Easer denied ever having kept company or been intimate with Lizzie Buhler. He never took her to picnics or out driving.

He said he saw Lizzie Buhler with a strange man at Feldman’s picnic seven or eight weeks ago. The man was thin and tall, well-dressed and about twenty-one years old.

He said he last saw Lizzie Buhler the Sunday night before her body was found. He was with Annie Mullins and met Lizzie on Flushing Avenue. He denied that Lizzie cried or that there was a scene of any kind. He denied that Lizzie ever approached him for any misconduct or told him she was in trouble. He said he would not keep company with Lizzie as she had too many fellows for him.

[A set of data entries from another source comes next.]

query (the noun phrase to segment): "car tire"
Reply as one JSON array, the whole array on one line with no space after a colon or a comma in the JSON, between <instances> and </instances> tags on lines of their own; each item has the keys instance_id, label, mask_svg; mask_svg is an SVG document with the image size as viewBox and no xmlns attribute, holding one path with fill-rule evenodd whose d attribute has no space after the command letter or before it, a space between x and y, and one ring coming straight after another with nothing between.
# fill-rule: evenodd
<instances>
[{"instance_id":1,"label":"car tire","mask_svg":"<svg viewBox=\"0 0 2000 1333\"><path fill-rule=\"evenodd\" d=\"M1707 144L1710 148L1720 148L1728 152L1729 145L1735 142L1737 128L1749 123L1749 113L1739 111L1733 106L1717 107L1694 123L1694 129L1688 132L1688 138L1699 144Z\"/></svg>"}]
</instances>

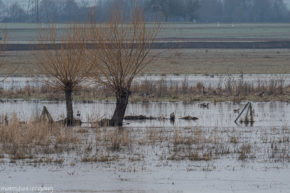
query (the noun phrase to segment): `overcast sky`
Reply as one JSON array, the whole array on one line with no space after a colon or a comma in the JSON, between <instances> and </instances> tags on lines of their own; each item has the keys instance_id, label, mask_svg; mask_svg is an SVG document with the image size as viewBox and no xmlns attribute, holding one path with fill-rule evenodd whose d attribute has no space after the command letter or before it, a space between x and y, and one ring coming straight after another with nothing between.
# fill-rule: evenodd
<instances>
[{"instance_id":1,"label":"overcast sky","mask_svg":"<svg viewBox=\"0 0 290 193\"><path fill-rule=\"evenodd\" d=\"M2 1L4 3L8 3L8 5L12 4L14 2L19 2L19 4L21 4L25 9L28 7L28 2L29 2L29 0L2 0ZM59 1L61 1L61 0L59 0ZM86 1L86 2L93 4L98 0L75 0L75 1L78 3L80 3L81 1ZM290 0L284 0L284 1L288 4L288 7L290 8Z\"/></svg>"},{"instance_id":2,"label":"overcast sky","mask_svg":"<svg viewBox=\"0 0 290 193\"><path fill-rule=\"evenodd\" d=\"M33 0L2 0L2 1L3 1L3 3L6 3L8 5L11 5L11 4L15 3L15 2L18 2L22 7L27 9L29 1L33 1ZM61 1L61 0L59 0L59 1ZM95 3L96 2L96 0L75 0L75 1L78 2L78 3L81 3L82 1L89 2L89 3Z\"/></svg>"}]
</instances>

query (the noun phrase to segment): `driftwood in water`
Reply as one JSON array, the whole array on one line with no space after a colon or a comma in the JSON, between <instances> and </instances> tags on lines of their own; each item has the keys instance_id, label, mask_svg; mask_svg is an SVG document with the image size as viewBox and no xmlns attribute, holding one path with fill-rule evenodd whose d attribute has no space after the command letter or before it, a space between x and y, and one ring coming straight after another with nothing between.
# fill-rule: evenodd
<instances>
[{"instance_id":1,"label":"driftwood in water","mask_svg":"<svg viewBox=\"0 0 290 193\"><path fill-rule=\"evenodd\" d=\"M124 117L124 120L127 120L127 121L142 121L142 120L159 120L159 121L163 121L163 120L168 120L167 118L165 117L146 117L144 115L130 115L130 116L125 116ZM108 126L115 126L113 123L112 123L112 120L111 119L102 119L100 121L97 122L97 125L100 126L100 127L108 127Z\"/></svg>"},{"instance_id":2,"label":"driftwood in water","mask_svg":"<svg viewBox=\"0 0 290 193\"><path fill-rule=\"evenodd\" d=\"M243 113L246 113L245 119L240 119ZM240 123L245 123L246 125L251 124L253 125L254 121L254 110L252 107L252 103L248 102L246 106L243 108L242 112L239 114L239 116L236 118L235 123L237 124L237 121L240 119Z\"/></svg>"},{"instance_id":3,"label":"driftwood in water","mask_svg":"<svg viewBox=\"0 0 290 193\"><path fill-rule=\"evenodd\" d=\"M144 115L137 115L137 116L132 115L132 116L126 116L124 119L125 120L156 120L158 118L151 117L151 116L150 117L146 117Z\"/></svg>"},{"instance_id":4,"label":"driftwood in water","mask_svg":"<svg viewBox=\"0 0 290 193\"><path fill-rule=\"evenodd\" d=\"M39 120L42 122L53 123L53 119L52 119L50 113L48 112L46 106L43 106Z\"/></svg>"},{"instance_id":5,"label":"driftwood in water","mask_svg":"<svg viewBox=\"0 0 290 193\"><path fill-rule=\"evenodd\" d=\"M192 116L181 117L179 119L183 119L183 120L187 120L187 121L196 121L196 120L198 120L197 117L192 117Z\"/></svg>"}]
</instances>

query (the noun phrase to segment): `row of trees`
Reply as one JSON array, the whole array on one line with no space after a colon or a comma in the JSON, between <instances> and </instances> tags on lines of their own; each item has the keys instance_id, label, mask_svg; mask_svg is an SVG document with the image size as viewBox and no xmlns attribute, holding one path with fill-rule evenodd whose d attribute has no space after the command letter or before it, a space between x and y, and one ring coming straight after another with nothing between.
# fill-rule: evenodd
<instances>
[{"instance_id":1,"label":"row of trees","mask_svg":"<svg viewBox=\"0 0 290 193\"><path fill-rule=\"evenodd\" d=\"M32 1L28 1L27 3ZM98 0L95 4L76 0L34 0L27 9L15 2L9 7L0 0L2 12L6 10L4 22L84 22L91 18L94 10L97 22L108 21L113 7L119 7L129 20L133 8L142 7L146 20L154 21L158 16L161 20L192 21L195 18L198 0ZM36 7L37 6L37 7Z\"/></svg>"},{"instance_id":2,"label":"row of trees","mask_svg":"<svg viewBox=\"0 0 290 193\"><path fill-rule=\"evenodd\" d=\"M289 22L283 0L202 0L200 22Z\"/></svg>"},{"instance_id":3,"label":"row of trees","mask_svg":"<svg viewBox=\"0 0 290 193\"><path fill-rule=\"evenodd\" d=\"M130 20L132 8L138 5L142 7L147 21L156 18L160 21L190 22L290 21L289 10L283 0L98 0L95 4L87 1L77 3L75 0L34 0L38 3L27 6L27 9L17 2L10 7L1 2L1 12L6 10L5 22L83 22L91 18L92 10L95 13L93 19L101 22L108 20L112 7L116 5L126 20Z\"/></svg>"},{"instance_id":4,"label":"row of trees","mask_svg":"<svg viewBox=\"0 0 290 193\"><path fill-rule=\"evenodd\" d=\"M149 54L159 24L148 28L140 9L134 9L126 24L119 11L110 18L107 24L75 24L65 33L51 26L40 34L43 51L35 58L40 73L48 76L46 83L65 94L67 125L74 124L73 91L93 79L115 92L116 109L108 124L122 126L132 81L152 59ZM0 43L4 51L5 42Z\"/></svg>"}]
</instances>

He took his arrest very coolly and did not seem the least worried about the result. After his examination Coroner Brandon paroled Easer in the custody of Constable Holdsworth until the inquest today.

Later in the day detectives called at the Rileys’ house in Brooklyn, and the Rileys corroborated Easer and said he had spent last Friday evening and night at their house.

Last night the Pinkerton detective who had been employed on the case by Coroner Brandon went to Brooklyn to find Rosie Sanby, sister of John Sanby. This is the young woman who, it has been reported, got into some serious trouble through Lizzie Buhler, in consequence of which she left her home.

Coroner Brandon has received from train dispatcher James J. Reardon, of the Bushwick Railroad, the report of how Lizzie Buhler was run over by the 11:30 train on Friday night; four other trains must have passed over her body before its discovery in the morning. One engineer piloted the engine which drew all those trains, and the strange part of this is that if Lizzie were run over by the 11:30 train, that he did not see the body either on that or any of his subsequent trips over the spot.

This strengthens the theory that Lizzie Buhler was not, either dead or alive, run over by the 11:30 train on Friday night.